Barton was married to Esther Sergeant the grand daughter of David Rittenhouse, the great American astronomer and President of the American Philosophical Society. Esther Barton allegedly colored many of Dr. Barton's botanical drawings in his A Flora of North America, but a search for documentation was not unsuccessful. The colored plates in Flora that were engraved by Cornelius Tiebout (using what Barton called "the new style of engraving" and "the French method") can be viewed online.

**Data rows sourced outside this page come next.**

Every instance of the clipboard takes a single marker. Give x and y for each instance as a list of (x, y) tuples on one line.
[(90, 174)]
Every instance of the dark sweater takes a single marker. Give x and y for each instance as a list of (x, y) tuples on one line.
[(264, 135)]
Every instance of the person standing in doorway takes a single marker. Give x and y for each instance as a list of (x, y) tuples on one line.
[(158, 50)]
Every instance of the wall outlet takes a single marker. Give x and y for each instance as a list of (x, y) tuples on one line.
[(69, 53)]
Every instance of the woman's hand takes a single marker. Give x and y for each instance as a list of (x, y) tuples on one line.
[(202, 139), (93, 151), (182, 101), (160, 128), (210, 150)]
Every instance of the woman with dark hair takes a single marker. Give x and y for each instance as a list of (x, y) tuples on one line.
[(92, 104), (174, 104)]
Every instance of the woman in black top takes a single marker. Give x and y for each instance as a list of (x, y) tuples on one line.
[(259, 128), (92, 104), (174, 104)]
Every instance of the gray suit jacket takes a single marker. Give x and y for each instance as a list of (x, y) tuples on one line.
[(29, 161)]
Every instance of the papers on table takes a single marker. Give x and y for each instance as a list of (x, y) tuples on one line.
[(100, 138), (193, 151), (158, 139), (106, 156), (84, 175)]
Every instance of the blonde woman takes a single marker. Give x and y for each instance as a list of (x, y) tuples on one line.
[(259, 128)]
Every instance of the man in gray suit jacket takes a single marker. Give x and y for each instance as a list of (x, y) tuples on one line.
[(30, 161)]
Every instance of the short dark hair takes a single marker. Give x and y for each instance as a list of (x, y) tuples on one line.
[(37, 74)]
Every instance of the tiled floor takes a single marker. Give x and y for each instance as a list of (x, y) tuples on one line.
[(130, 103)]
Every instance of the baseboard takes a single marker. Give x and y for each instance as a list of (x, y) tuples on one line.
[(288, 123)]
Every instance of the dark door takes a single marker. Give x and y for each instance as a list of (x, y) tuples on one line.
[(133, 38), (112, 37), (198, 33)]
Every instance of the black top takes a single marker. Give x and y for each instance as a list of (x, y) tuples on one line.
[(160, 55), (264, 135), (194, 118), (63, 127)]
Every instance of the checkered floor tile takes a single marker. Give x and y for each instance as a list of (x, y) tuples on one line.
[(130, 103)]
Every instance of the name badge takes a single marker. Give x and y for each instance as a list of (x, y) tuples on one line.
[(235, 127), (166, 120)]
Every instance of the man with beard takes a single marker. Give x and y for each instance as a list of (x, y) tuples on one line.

He died on March 27, 1856, in Philadelphia, Pennsylvania.

== Bibliography ==
- A Dissertation on Chymical Properties and Exhilarating Effects of Nitrous Oxide Gas and Its Application to Pneumatick Medicine Philadelphia: Lorenzo Pres, 1808: xiii–v.
- A Treatise Containing a Plan for the Internal Organization and Government of Marine Hospitals in the United States: Together with A Scheme for Amending and Systematizing the Medical Department of the United States Navy 1st ed. Philadelphia; Privately printed, 1814.
- Vegetable Materia Medica of the United States (1817)
- Compedium Florae Philadelphicae (1818)
- A Flora of North America (vol. 1, 1821; vol. 2, 1822; vol. 3, 1823)
- Hints for Medical Officers Cruising in the West Indies (1830)
- A Polemical Remonstrance Against the Project of Creating the New Office of Surgeon General in the Navy of the United States (1838)

== Miscellaneous ==

The Philadelphia Botanical Club publishes a journal named after Dr. Barton called the Bartonia. The publication publishes articles about original research in plant systematics, plant ecology, and plant conservation biology.